“It’s not you; it’s me.”
We usually say this line during breakups and use it as an excuse to mask our real intentions.
But when it comes to relationship conflicts, we think that it’s them—not us. And we rarely mask it. We refuse to think otherwise.
Conflicts are a natural part of any relationship, but we often fail in objectively figuring out who’s at fault and who’s not.
It’s taken me years to realize that sometimes it’s me. It’s hard to take responsibility for my actions and reactions when I subconsciously believe that it’s always the other person who’s hurting me.
It’s an all-too-common pattern that exists within every relationship.

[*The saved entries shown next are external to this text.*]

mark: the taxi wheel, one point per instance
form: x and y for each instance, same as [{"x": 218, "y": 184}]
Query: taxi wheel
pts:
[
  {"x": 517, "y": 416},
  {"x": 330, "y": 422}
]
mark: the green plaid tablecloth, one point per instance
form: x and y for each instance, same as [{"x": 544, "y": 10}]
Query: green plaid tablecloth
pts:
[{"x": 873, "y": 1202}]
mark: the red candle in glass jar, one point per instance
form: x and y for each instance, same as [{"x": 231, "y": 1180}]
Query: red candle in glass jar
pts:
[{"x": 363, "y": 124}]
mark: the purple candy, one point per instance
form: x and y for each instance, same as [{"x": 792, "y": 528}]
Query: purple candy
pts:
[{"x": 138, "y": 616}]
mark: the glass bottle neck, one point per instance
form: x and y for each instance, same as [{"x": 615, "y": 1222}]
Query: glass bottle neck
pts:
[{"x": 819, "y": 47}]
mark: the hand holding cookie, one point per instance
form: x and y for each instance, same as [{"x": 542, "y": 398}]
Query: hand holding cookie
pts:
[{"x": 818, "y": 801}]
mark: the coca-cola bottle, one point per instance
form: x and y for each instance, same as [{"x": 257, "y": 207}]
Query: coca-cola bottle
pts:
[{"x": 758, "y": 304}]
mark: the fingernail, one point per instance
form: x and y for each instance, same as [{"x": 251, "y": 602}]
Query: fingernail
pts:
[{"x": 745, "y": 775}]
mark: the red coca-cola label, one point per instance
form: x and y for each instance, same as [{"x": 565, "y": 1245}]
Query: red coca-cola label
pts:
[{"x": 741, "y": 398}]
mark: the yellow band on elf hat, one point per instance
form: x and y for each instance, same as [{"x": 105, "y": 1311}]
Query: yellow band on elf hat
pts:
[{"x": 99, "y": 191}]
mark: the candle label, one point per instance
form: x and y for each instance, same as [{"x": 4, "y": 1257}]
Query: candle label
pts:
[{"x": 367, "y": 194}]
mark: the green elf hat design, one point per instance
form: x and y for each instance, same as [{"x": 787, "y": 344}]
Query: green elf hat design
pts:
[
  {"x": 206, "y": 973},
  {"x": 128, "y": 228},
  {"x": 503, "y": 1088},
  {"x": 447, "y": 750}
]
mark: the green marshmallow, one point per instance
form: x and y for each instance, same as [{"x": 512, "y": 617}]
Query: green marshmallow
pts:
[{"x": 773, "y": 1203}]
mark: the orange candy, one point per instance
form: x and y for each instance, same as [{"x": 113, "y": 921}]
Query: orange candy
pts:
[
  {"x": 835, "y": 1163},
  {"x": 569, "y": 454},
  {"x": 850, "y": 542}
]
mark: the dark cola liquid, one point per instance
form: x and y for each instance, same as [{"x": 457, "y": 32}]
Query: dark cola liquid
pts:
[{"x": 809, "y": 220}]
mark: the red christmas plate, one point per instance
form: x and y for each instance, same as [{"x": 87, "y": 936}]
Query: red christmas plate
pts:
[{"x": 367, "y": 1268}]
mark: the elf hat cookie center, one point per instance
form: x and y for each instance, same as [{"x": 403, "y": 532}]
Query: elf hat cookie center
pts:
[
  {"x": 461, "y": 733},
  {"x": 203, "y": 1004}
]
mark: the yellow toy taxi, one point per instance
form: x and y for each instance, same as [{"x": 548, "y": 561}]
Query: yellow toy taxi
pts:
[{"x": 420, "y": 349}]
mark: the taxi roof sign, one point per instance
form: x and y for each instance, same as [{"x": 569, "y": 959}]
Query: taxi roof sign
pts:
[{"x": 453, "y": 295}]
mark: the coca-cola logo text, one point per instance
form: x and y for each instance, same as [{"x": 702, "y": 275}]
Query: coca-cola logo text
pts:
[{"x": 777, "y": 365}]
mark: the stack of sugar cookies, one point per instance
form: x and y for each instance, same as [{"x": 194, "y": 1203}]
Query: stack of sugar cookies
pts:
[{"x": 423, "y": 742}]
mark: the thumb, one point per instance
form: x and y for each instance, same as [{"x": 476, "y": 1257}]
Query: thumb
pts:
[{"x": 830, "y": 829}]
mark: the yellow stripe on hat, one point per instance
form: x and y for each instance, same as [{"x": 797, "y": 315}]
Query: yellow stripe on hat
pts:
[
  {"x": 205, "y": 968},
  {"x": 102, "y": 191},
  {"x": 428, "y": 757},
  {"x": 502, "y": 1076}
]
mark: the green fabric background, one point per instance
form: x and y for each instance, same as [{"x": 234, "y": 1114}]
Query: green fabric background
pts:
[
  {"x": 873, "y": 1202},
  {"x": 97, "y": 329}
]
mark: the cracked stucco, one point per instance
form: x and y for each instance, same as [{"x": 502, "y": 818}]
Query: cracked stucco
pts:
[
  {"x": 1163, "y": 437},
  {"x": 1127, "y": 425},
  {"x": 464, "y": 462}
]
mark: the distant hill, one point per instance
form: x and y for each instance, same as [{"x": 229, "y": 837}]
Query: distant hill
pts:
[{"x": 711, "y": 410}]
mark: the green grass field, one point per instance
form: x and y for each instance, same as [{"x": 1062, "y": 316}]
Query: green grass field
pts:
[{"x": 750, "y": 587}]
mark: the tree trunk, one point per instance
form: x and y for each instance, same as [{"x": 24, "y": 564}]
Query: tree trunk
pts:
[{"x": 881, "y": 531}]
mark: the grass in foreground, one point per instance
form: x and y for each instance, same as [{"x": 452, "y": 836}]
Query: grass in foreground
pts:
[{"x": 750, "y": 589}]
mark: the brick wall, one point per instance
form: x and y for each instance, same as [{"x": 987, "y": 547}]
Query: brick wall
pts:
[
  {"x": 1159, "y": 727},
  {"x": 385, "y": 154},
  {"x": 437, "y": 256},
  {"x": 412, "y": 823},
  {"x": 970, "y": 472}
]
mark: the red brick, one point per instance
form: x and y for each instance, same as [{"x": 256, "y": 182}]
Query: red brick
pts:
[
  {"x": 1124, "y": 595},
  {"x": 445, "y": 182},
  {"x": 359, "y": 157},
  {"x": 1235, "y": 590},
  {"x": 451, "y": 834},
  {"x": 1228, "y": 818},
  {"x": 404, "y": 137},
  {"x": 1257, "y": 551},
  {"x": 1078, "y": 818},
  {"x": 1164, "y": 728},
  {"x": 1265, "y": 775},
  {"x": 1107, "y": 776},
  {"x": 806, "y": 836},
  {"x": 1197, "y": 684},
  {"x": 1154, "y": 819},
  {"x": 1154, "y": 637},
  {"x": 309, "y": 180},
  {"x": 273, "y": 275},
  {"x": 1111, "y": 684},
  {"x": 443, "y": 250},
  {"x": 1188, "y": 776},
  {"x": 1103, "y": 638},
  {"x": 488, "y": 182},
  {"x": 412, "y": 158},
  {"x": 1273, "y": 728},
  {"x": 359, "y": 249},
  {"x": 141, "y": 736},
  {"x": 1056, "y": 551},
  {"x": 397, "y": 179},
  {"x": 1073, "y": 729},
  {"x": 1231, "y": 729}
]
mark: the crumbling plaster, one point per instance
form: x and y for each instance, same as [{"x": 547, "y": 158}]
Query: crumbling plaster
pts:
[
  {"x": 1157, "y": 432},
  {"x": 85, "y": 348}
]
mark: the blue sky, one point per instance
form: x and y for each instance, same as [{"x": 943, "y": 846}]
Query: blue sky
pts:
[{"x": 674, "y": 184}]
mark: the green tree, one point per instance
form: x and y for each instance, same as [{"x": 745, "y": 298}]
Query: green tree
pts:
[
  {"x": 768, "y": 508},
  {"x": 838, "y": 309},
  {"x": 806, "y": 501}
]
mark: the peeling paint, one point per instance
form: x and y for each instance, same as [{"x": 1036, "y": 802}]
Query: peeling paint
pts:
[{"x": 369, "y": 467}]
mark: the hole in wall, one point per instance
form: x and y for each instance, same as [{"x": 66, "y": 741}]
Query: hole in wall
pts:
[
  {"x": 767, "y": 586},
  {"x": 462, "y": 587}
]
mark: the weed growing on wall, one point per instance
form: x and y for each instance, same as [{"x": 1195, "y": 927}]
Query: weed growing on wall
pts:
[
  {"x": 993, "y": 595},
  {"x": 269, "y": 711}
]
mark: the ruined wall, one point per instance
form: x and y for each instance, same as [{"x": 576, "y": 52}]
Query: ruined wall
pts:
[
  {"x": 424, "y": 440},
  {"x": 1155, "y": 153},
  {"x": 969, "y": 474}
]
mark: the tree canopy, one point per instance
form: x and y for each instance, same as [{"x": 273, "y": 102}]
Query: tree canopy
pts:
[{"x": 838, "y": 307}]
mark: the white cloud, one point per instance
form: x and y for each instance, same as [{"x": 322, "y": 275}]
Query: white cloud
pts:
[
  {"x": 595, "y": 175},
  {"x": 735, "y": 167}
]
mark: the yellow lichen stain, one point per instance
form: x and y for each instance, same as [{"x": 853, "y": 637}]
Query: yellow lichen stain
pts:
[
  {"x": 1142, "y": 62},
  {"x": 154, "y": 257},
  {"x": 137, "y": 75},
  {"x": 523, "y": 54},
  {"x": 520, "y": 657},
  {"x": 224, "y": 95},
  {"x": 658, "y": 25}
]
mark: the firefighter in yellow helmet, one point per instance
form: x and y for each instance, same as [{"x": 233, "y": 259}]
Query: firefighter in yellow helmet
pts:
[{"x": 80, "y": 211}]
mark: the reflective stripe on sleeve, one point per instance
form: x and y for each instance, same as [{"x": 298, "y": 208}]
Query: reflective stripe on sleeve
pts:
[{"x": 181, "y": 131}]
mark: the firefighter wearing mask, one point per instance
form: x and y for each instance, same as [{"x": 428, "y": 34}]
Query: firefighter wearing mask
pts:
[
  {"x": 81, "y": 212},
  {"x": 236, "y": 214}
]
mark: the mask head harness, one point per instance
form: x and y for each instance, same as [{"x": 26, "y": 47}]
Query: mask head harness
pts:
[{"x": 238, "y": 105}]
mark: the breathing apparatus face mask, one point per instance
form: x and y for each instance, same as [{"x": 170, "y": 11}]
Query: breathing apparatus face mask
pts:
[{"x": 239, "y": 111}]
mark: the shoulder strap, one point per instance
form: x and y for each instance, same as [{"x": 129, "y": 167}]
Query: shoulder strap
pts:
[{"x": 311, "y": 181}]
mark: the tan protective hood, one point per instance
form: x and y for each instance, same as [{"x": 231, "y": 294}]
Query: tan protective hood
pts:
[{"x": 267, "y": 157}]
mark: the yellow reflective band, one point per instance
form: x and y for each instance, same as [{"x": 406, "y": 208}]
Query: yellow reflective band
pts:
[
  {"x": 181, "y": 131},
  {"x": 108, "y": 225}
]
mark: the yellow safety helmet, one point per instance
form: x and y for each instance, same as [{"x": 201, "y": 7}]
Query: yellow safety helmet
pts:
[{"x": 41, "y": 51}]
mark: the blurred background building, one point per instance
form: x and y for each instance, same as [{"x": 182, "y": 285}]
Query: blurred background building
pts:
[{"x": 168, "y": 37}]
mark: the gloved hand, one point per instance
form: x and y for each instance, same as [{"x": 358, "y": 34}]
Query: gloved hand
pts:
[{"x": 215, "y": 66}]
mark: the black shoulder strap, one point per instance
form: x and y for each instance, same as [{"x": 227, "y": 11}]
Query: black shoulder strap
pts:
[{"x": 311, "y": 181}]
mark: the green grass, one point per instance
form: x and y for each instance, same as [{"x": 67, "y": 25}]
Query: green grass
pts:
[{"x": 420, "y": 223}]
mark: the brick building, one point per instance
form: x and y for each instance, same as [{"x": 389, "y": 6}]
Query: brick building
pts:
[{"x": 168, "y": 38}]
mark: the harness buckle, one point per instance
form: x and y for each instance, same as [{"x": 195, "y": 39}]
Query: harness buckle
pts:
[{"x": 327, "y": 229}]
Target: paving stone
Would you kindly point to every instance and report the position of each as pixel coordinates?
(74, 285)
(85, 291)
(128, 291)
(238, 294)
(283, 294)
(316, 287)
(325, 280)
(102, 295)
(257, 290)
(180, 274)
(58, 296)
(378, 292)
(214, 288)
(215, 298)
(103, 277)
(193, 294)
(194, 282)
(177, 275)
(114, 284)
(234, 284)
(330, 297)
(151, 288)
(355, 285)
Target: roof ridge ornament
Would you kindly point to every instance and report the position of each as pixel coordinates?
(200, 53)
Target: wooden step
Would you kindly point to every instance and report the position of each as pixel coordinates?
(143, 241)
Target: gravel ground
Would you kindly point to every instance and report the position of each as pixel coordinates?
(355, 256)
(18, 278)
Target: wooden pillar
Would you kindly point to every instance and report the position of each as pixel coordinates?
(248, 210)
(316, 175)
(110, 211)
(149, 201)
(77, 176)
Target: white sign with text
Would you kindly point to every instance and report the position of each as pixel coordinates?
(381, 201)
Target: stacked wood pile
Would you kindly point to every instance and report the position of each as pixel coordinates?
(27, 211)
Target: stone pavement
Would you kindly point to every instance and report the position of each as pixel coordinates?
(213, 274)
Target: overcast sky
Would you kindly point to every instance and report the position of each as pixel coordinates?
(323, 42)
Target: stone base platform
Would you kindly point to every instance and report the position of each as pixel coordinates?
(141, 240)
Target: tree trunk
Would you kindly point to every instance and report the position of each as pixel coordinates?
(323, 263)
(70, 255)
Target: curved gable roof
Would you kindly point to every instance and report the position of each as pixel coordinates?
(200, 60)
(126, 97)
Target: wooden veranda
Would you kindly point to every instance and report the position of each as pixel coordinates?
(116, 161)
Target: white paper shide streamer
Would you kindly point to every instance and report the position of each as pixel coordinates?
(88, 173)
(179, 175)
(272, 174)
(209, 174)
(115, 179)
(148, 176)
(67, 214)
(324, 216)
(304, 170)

We point the finger at others because we can’t point it at ourselves. But have you ever asked yourself if it’s really them? What if it’s you? The answer has dramatically improved my relationship.
I know how hard it is to be objective during conflicts—especially when we feel vulnerable and overwhelmed. Understanding what is our fault is near impossible. So blaming our partner feels easier.
But let’s stop playing the blame game for a second and figure out if it’s our behaviors, words, or actions that are adding fuel to the fire.
Here are five unmistakable signs:
1. It’s you if you refuse to take accountability. Many factors can lead to avoiding responsibility, and we often dismiss how detrimental it is to keep quiet. Saying sorry is hard, but if you think it’s out of the question, you might not want to feel exposed, vulnerable, shamed, or judged.
2. It’s you if you have knee-jerk reactions. Common knee-jerk reactions in the middle of a heated argument include avoiding conversations, becoming defensive, or automatically blaming your partner. Your nervous system might instantly shut down if you feel that it’s your fault.
3. It’s you if you fixate on your partner’s deficiencies. Focusing on our partner’s flaws is the mind’s unconscious way of denying our own flaws. When we expose the other’s imperfections, ours automatically vanish. Other signs might also include complaining about their “repetitive” mistakes.
4. It’s you if something feels off. That murky feeling is your gut telling you to come to terms with the truth. And the truth is it’s not always other people’s fault. Sometimes it’s us, and it’s perfectly okay. If we are always running away from that feeling, it will eventually settle within our relationship, causing it to slowly collapse.
5. It’s you if you think you’re always right. No one’s always right…it’s impossible. There are two sides to every story and we should be willing to find the truth that’s lurking somewhere in the middle. Not admitting that we’re flawed can put so much pressure on our partner, which will gradually push them away.
At the end of the day, there is no right or wrong when it comes to conflicts in a relationship as we might have a different perspective than our partner. Our own conditioning, background, and traumas also play a role in how we perceive the world around us.
However, if we are stuck in a pattern where we feel that it’s always our partner’s fault, we must be willing to practice emotional regulation and see things objectively. To begin the process of self-healing, we must practice open communication and create space for honesty and vulnerability.